Резкий голос как будто каркнул у нее над ухом – Мадлен едва не выронила младенца, подпрыгнув от неожиданности.
– О боже… О боже, Мундинья!
Калавера отвечала строго, деловито:
– Зигмунда. Никак иначе. Где взяла ребенка? Хочешь жертвоприношение устроить? Кому?
– Нет, – махнула рукой Мадлен. – Я не украла, я… в аренду взяла. Всё равно они спят, а ей тут интереснее. Или надо говорить «ему»?»
– Ах, это Молли!
– Ага.
– Хорошо, – одобрила Калавера. – Может получиться. Когда мы втроем, мы можем почти всё.
Упырица возмущенно фыркнула.
– Ну, спасибо! Без тебя я не догадалась бы. Сама-то ты – где была? Почему я тут одна отдуваюсь?
– Он меня не звал. Я и не приходила.
– Ой, – испугалась Мадлен. – Он тебя позвал? И что теперь? Он умрет? Раз позвал, ты же должна, да?

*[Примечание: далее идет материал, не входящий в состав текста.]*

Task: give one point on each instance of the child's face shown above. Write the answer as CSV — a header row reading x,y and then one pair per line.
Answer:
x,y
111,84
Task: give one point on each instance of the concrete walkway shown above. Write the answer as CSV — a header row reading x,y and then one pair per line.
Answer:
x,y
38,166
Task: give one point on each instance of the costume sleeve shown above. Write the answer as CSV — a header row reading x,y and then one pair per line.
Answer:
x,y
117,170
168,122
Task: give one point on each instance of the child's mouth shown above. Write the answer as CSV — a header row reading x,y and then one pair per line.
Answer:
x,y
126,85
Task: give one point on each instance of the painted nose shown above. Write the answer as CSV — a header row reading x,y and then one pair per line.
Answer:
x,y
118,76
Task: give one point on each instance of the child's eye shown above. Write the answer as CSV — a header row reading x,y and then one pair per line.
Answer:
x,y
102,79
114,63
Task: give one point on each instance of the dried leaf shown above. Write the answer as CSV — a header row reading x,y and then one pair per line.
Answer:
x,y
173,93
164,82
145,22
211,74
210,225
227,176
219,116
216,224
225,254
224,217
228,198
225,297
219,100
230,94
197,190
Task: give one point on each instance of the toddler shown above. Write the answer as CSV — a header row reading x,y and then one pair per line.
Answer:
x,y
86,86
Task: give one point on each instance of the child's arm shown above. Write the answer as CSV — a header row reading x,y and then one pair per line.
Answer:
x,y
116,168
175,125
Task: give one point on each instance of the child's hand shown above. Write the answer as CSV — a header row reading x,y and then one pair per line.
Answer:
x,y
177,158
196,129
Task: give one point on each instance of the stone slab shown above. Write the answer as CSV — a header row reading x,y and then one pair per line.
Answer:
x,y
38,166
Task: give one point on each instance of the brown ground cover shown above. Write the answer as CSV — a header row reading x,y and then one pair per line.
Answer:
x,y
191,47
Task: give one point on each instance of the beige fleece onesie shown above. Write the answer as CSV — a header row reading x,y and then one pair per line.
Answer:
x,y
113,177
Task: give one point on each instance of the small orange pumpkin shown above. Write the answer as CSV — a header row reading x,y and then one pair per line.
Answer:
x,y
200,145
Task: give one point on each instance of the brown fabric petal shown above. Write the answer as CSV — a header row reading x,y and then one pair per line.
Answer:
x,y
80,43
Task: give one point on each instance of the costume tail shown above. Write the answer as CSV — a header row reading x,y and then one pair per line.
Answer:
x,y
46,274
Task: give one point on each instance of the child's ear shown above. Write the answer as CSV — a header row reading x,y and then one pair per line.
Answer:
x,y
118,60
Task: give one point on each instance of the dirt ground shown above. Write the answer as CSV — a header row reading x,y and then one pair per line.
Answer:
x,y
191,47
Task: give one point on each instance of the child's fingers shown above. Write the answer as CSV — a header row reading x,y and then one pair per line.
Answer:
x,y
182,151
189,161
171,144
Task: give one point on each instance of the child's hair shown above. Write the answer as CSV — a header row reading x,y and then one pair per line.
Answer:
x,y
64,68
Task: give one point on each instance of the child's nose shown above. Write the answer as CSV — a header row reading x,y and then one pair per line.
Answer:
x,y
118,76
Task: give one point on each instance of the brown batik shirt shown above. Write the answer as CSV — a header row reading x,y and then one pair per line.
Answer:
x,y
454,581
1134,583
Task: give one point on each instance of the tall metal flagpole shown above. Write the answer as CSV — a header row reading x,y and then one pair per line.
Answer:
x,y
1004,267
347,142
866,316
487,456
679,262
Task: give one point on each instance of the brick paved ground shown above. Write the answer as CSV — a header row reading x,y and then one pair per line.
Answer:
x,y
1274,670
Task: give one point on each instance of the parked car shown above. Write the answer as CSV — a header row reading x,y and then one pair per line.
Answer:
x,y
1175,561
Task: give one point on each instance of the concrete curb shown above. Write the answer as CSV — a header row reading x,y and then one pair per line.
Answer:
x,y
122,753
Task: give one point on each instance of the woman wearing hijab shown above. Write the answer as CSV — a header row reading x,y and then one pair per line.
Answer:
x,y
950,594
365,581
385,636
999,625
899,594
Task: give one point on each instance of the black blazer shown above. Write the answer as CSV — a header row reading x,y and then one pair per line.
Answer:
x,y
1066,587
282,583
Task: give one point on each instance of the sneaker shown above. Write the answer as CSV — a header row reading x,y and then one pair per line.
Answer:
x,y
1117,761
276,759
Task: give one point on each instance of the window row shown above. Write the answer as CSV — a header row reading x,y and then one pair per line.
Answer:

– Да конечно! – зло сощурилась Калавера. – Разогнался. Я ему больше ничего не должна. Это он мне должен. Так что пусть выкручивается, как хочет. Пока не доведет дело до конца, пусть даже не мечтает. Я его отсюда вытащу. Мы с тобой. И с Молли. Или как там его теперь?
– Забыла спросить.
– Ну и хорошо, чтобы не путаться. Молли и Молли. Давай будить Дока.
– Отцепи его сначала, а то как будить, когда оно в него течет?
– Ерунда, – глухо рыкнула Калавера и, щелкнув пальцами, рассыпала звонкую дробь из-под каблуков. Трубки, пластиковые пакеты разлетелись облаком пыли и мельчайших брызг, ремни расточились в прах, провода и присоски осыпались золой, наполнив палату запахом горелой изоляции.
– Обожаю, когда ты так делаешь! – Мадлен замотала головой от удовольствия. Младенец выпростал руки из одеяла и потянулся к танцовщице, весело гуля.
– Я знаю, – улыбнулась Калавера. – За дело!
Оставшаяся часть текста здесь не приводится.